Apple gave us iLife; now I want ‘iPIM’ integrating Mail, iCal and Address Book

This past January, at Macworld Expo in San Francisco, Steve Jobs introduced iLife. More a concept than a single piece of software, iLife integrates four of what Apple calls its “digital lifestyle” applications: iMovie, iPhoto, iTunes, and iDVD. Mac OS X users can download three of the four applications for free and they’ll all work together seamlessly. iDVD is available pre-installed on Macintosh models with DVD-burning SuperDrives. Users can now use music from their iTunes library in their iMovies, iPhoto images are available within iMovie, and iMovie media can be added from within iDVD; you get the idea. As Jobs said in the press release, “iLife does for our digital lifestyle what Microsoft Office did for office productivity – they all work together.”

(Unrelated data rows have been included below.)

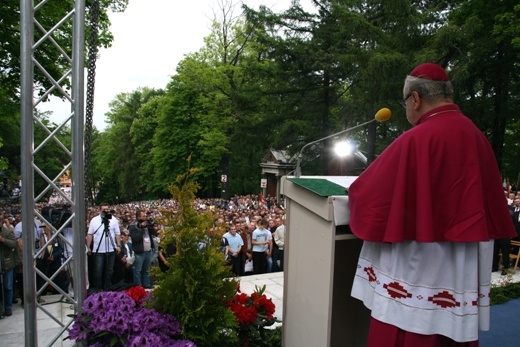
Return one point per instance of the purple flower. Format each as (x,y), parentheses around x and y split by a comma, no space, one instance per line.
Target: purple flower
(115,314)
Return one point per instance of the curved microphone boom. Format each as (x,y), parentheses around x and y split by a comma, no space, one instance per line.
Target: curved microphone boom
(382,115)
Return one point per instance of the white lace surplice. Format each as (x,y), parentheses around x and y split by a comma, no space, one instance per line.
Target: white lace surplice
(427,288)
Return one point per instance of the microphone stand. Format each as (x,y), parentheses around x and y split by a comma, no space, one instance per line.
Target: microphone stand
(298,171)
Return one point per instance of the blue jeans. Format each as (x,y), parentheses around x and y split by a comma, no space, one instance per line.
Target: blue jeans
(8,288)
(142,264)
(103,270)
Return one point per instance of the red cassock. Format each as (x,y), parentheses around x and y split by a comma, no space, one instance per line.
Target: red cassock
(437,182)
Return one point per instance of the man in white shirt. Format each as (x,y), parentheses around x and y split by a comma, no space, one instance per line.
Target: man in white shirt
(235,245)
(103,242)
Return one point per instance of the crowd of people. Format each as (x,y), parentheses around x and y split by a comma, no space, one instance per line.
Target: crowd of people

The iLife concept works very well, but now Apple needs to do something for this former Microsoft Entourage user. In Entourage, Microsoft’s Personal Information Manager (PIM) for the Mac, email, calendars, and addresses all are available within one application. Currently, in Mac OS X, users have Mail for email, Address Book for addresses, and iCal for calendars, but all are independent applications. There is some minor integration; clicking Address while composing a message in Mail brings up your addresses without having to launch the Address Book application, but to do real editing of the addresses, users have to switch to the Address Book application itself.

After using iLife, this switching from application to application to work with email, calendars, and addresses becomes somewhat painful.

Now, the way I run Mac OS X, with all commonly used applications always running, Command-Tabbing through the dock to access each in the foreground, you’d think that would be easy enough. But, I’d really like to have my iCal calendars immediately accessible while still in the Mail application.

Apple would do well by its users to create “iPIM,” integrating iCal, Mail and Address Book (and perhaps iChat) in much the same way they’ve done with iLife. I’d really like to be able to edit my Address Book and my iCal calendars in Mail, and send email while checking out my iCal calendar.

I don’t know; maybe I’m not doing things right or I’ve been spoiled by my previous Entourage use and I’m brain-locked into the PIM concept? Am I wrong to wish Apple would meld iCal, Mail, Address Book, and maybe even iChat into something integrated like iLife?

SteveJack is a long-time Macintosh user, web designer, multimedia producer and a regular contributor to the MacDailyNews Opinion section.

31 Comments

  1. I think we should have iLife X its a total inclusion of all of the things a mac user may want or need it updates iPhoto with all the features of photoshop and image ready and illustrator and updates iMovie to do the same as premiere etc…also iTunes should be able to play movies no more needing to launch quicktime I mean quicktime is great and all but iTunes should also have the ability to playback movies!

  2. Definitely a great idea to meld mail, ichat, ical, etc together. But also how about “iMoviestore” with the expanding broadband availability, it should be possible in the coming years. Bring all media under the precision of Apple and send BG crying to his momma

  3. I’m on board with a one-stop shop for iCal/Mail/Address, but iCal and Address Book are two of the worst programs I’ve ever used on a Mac. Completely non-intuitive — do the creators actually use these programs? Mail has problems but it’s finally workable, and I like the Address Book integration, but using iCal compared to Now Up to Date or Entourage or even Palm Desktop is a joke.

    I’ve migrated back and forth several times, always ending up with Apple because I have faith in what’s coming, but this development loop seems to be taking an awful long time.